Tuesday, March 04, 2008

National Grammar Day!

It's national grammar day! Dangle a participle, split an infinitive, go wild!

I learned of National Grammar Day last night while listening to one of my favorite podcasts: Grammar Girl's Quick And Dirty Tips To Better Writing. It's a fun podcast about grammar. (Yes, I am that much of a geek that I enjoy learning about Grammar!)

Her podcast this week dispels her top ten grammar myths. Check out her site to see what they are! In celebration, I plan to correct anyone who uses one of my pet peeve phrases: "whole entire…"

As is you could have part of the entire thing! Actually, I recently had this conversation with someone and since he has been deliberatel slipping it into conversation at every chance. I slipped it into a couple sentences last night to show that I had gotten the barb and appreciated the irony.

Wherever you are today, correct someone's grammar! Happy Grammar Day!

Don Bergquist - March 10, 2008 - Lakewood, Colorado, USA

1 comment:

Don Bergquist said...

"What's the difference between 'ensure' and 'insure'?"

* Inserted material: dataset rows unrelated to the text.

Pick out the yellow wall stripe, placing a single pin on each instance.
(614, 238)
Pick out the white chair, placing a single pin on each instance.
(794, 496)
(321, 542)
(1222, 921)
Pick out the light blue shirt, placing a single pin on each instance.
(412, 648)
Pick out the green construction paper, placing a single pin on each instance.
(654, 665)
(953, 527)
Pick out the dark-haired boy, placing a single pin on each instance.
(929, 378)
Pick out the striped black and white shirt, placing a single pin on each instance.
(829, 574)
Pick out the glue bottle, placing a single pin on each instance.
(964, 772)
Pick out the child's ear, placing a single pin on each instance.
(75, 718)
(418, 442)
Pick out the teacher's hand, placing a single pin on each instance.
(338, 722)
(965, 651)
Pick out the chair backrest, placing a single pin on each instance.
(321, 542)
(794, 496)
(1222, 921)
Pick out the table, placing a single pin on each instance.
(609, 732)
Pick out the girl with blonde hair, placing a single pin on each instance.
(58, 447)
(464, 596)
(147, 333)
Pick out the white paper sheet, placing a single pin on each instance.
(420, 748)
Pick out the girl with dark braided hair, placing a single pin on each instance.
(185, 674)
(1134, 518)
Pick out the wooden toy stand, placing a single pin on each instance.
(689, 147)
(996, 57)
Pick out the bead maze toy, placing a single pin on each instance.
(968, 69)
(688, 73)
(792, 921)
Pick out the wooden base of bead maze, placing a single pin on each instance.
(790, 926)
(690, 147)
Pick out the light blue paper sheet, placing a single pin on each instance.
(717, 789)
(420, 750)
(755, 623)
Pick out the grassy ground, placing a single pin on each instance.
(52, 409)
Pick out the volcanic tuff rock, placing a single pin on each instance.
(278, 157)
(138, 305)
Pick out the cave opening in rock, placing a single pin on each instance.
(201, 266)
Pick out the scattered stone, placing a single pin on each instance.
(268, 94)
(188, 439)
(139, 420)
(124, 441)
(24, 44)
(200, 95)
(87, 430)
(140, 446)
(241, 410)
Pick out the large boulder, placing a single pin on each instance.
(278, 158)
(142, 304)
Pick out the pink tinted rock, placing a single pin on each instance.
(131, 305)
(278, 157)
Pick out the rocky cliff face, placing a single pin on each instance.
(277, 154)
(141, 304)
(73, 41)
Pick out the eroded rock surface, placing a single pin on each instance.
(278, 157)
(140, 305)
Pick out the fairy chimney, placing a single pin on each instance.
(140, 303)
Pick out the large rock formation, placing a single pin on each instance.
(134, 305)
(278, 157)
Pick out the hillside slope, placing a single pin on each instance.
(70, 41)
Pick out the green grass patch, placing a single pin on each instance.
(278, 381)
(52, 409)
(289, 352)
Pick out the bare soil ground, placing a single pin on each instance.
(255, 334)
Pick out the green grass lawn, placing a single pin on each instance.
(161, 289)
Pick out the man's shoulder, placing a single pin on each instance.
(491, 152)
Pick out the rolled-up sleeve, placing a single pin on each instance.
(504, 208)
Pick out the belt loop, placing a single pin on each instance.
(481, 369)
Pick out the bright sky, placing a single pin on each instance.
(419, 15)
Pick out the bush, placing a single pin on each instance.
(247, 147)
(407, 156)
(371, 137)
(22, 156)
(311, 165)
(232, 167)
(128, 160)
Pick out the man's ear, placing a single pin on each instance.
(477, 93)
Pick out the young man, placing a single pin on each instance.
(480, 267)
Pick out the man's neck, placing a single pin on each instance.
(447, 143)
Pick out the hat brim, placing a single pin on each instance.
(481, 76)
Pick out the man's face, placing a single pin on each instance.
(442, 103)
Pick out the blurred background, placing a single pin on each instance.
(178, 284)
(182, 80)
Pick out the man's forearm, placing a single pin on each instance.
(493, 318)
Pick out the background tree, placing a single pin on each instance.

The question came from a colleague this morning… she was writing an email and was not sure, in context, which to use. How appropriate for National Grammar Day! While the two words are similar, they are not the same thing. It's pretty easy to remember:

Insure… It starts with an "I" - it protects you from Injury

Ensure… It starts with an "E" - it guarantees the Existence of some condition or event.

So, you insure something if you mean to protect from harm, injury or death, or to indemnify the subject from some action. You ensure something will happen by putting a plan into place to make it so.

…and I would add…

Assure… It starts with an "A" - if Asked, it calms fears.

When you assure something, you are confirming that you believe it to be true.

So, in conclusion:

The author assures you that he has ensured that his car will be protected from hail damage by allowing USAA to insure it.